Obwohl Litauen Mitglied der Nato sei, so der IKES-Vorstandsvorsitzende, „wurde die ganze Nato-Schutzgarantie in Paragraph 5 niemals im Ganzen ins Litauische übersetzt. Diese Schutzgarantie ist relativiert. Da kann jeder der Partner nach eigenem Ermessen beurteilen, ob er da nun eine Aktion gegen einen Aggressor eines Nato-Mitgliedes unternimmt oder nicht, und auch in welcher Form. Selbst das Verteidigungsministerium hat Angst, deutlich zu sagen, wie dünn doch diese Garantieerklärung ist. Der einfache litauische Bürger (und wahrscheinlich auch der lettische und estnische) sind über diese Paragraph-5-Formulierung überhaupt nicht informiert.“
Da die Nato sich sehr weit nach Osten, und zwar in das Baltikum hineingezogen habe, urteilt Klimaitis, und dort einige Hundertschaften fremder Soldaten stationiert und Waffentechnik dorthin gebracht habe, habe sie dadurch die baltischen Länder, wenn es zu einer Auseinandersetzung komme, in eine gefährliche Zone verwandelt.
Und das spüren die Menschen und wollen es nicht. Sie wollen diese anwachsende Gefahr gar nicht haben. Sie wollen in Ruhe und Frieden leben und wollen mit Russland und Weißrussland gute wirtschaftliche und kulturelle Beziehungen haben.
Emigration der Landsleute nach Westen besorgt Litauer
Klimaitis schlussfolgert: „Uns fehlen einfach Facharbeiter. Es sind kaum noch Krankenschwestern da. Viele junge Ärzte verlassen das Land, weil sie in Europa viel bessere Verdienstmöglichkeiten haben. Sehr viele Techniker bis hin zu Handwerkern, die viel mehr verdienen im Westen, sind abgesaugt worden.“
Nach der Wiederherstellung der Unabhängigkeit Litauens habe das Land knapp vier Millionen Einwohner gehabt, so der Experte.
Jetzt haben wir 2,8 Millionen. Ein großer Teil der Bevölkerung ist weggegangen, und zwar nicht die Alten und nicht die Kinder, sondern junge gut ausgebildete Menschen in perspektivreichen Berufen. Sie haben ihre Heimat verlassen, weil sie in der EU mehr verdienen.

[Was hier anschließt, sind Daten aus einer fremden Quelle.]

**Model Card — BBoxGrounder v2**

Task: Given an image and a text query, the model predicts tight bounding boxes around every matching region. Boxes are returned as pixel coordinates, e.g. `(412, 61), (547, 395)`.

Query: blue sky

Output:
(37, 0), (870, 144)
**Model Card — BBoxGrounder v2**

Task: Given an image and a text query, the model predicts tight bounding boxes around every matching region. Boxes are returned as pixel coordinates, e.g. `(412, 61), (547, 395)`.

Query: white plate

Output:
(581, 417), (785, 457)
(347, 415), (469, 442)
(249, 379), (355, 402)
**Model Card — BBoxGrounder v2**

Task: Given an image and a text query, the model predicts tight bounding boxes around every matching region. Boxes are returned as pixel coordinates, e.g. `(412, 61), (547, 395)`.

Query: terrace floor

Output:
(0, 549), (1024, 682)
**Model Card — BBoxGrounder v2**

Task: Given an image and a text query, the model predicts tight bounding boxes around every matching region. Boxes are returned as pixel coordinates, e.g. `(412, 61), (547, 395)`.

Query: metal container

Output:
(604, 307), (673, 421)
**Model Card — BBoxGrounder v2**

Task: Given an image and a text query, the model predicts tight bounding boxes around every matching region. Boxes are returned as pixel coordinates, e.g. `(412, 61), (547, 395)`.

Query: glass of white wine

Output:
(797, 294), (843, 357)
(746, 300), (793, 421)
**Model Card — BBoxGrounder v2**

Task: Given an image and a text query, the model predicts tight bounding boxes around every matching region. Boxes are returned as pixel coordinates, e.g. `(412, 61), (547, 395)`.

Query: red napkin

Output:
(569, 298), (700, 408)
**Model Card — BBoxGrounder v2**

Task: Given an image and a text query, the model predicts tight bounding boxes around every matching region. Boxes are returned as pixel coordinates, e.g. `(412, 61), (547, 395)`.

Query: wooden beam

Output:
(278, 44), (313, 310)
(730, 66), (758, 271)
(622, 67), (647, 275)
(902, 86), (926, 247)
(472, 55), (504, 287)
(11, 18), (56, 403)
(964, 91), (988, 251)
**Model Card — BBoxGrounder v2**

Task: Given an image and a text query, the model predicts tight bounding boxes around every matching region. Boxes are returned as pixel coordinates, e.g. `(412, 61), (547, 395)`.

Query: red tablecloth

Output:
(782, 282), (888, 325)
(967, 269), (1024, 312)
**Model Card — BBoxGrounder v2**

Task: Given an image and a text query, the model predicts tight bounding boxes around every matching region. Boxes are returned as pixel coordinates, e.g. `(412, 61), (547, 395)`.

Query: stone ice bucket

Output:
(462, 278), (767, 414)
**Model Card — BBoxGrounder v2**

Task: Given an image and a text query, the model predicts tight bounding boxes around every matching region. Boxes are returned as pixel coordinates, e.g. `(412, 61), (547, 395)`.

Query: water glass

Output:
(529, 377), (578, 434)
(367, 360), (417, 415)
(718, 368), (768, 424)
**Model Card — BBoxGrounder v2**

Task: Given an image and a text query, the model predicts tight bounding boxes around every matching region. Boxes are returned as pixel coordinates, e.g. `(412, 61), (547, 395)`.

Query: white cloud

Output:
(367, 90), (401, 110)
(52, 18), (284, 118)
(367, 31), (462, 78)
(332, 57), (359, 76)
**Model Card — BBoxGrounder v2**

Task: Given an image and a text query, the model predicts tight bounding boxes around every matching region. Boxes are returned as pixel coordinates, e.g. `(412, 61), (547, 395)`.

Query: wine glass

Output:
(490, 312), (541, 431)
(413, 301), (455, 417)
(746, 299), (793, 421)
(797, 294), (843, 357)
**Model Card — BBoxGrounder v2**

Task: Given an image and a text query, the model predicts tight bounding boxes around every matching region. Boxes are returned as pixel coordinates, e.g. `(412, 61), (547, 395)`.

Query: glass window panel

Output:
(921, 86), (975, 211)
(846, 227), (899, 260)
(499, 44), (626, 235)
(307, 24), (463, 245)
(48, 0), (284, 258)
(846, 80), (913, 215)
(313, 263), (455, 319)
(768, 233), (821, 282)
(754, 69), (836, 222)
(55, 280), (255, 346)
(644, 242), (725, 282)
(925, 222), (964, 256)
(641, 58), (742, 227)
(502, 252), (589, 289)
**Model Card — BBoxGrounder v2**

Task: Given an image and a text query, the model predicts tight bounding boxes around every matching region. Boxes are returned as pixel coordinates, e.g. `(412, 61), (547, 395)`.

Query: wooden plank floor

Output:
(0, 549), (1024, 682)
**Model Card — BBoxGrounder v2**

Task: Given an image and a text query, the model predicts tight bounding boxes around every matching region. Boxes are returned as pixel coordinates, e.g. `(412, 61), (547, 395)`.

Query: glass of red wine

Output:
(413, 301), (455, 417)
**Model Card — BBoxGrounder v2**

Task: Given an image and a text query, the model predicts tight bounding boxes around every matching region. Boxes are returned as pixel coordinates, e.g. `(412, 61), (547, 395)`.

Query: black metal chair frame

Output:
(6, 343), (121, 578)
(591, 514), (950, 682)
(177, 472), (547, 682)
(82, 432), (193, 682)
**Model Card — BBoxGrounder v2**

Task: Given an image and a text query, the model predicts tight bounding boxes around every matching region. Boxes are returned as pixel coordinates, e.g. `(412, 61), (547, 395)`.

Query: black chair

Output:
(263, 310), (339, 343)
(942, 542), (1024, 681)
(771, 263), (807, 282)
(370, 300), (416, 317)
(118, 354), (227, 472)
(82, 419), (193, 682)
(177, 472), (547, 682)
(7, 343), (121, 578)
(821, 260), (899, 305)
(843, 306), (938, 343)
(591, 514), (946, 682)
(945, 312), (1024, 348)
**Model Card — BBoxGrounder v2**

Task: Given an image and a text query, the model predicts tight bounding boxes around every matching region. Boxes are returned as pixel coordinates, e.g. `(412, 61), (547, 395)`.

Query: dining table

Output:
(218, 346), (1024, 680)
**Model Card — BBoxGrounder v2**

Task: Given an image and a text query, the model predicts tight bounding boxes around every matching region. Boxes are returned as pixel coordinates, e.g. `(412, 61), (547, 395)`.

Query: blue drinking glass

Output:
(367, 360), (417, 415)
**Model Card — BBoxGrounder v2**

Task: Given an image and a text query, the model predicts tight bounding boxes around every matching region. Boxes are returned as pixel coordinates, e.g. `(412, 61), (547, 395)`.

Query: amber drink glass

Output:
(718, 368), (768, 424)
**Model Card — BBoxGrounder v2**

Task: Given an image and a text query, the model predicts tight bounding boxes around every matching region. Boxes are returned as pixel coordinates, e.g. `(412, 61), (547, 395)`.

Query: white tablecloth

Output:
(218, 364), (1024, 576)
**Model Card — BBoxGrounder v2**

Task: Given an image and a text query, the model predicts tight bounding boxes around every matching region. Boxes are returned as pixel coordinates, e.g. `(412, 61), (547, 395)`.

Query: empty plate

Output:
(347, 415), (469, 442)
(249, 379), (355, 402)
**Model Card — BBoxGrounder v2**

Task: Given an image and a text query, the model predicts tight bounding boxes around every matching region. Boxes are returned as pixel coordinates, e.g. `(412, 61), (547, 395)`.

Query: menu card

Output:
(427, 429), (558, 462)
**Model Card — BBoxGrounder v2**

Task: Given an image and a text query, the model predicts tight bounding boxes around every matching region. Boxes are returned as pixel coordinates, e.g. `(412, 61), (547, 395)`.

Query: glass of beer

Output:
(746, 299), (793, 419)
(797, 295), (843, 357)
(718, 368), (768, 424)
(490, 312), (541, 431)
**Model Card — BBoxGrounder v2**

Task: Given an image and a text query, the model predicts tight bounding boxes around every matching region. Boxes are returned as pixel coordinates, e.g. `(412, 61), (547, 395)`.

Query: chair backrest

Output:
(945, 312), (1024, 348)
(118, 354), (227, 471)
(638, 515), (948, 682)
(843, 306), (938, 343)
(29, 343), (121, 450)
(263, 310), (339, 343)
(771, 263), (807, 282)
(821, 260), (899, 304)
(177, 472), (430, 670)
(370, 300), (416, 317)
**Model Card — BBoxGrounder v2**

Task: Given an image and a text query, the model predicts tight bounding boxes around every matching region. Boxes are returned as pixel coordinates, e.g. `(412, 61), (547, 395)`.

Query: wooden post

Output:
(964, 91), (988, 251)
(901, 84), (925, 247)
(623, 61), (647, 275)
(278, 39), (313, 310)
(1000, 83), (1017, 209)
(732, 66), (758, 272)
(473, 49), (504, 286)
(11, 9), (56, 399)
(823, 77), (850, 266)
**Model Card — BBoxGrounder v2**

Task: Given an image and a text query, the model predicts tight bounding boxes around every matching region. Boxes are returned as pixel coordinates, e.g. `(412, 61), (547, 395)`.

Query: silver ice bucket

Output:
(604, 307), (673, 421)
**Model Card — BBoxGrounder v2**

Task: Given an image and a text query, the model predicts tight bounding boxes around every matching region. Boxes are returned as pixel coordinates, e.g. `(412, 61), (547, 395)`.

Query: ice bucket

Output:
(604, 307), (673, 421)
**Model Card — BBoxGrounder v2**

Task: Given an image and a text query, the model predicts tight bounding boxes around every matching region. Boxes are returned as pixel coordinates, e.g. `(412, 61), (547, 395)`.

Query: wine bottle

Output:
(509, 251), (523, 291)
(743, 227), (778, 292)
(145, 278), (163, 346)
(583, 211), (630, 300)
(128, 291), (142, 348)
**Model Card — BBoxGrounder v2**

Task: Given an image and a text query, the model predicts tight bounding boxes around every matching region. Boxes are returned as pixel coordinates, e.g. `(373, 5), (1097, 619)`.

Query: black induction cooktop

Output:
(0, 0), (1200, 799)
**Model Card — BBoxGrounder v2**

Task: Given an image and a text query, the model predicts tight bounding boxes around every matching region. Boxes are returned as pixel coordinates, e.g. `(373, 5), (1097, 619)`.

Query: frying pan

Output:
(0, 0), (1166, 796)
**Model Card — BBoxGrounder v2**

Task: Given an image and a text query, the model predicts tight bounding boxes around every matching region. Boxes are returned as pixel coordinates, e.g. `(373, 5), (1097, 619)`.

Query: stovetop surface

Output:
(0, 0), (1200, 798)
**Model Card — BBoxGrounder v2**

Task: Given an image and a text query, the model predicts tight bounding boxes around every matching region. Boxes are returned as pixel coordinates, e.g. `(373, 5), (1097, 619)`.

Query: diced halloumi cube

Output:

Diese Art der Migration sei für Litauen außergewöhnlich schädlich, bedauert Klimaitis, denn der Westen habe dafür niemals irgendeine Entschädigung gegeben. „All die Ausbildung dieser Fachleute, das Bauen der Schulen und Universitäten, hat sehr viel Geld gekostet. Viele von diesen Migranten haben ihre Ausbildung noch zu Sowjetzeit in Litauen bekommen. Einen finanziellen Ausgleich hat es nie gegeben.“
Die Landsbergis-Partei ist heutzutage in der Opposition. Die führende Kraft in der Regierungskoalition ist die Bauernunion (Valstiečių sąjunga) mit dem Parteivorsitzenden Ramunas Karbauskis. Aber der Ministerpräsident ist Saulius Skvernelis. Laut der Verfassung Litauens leitet der Präsident (heute die Präsidentin Dalia Grybauskaite) die Außen- und Sicherheitspolitik.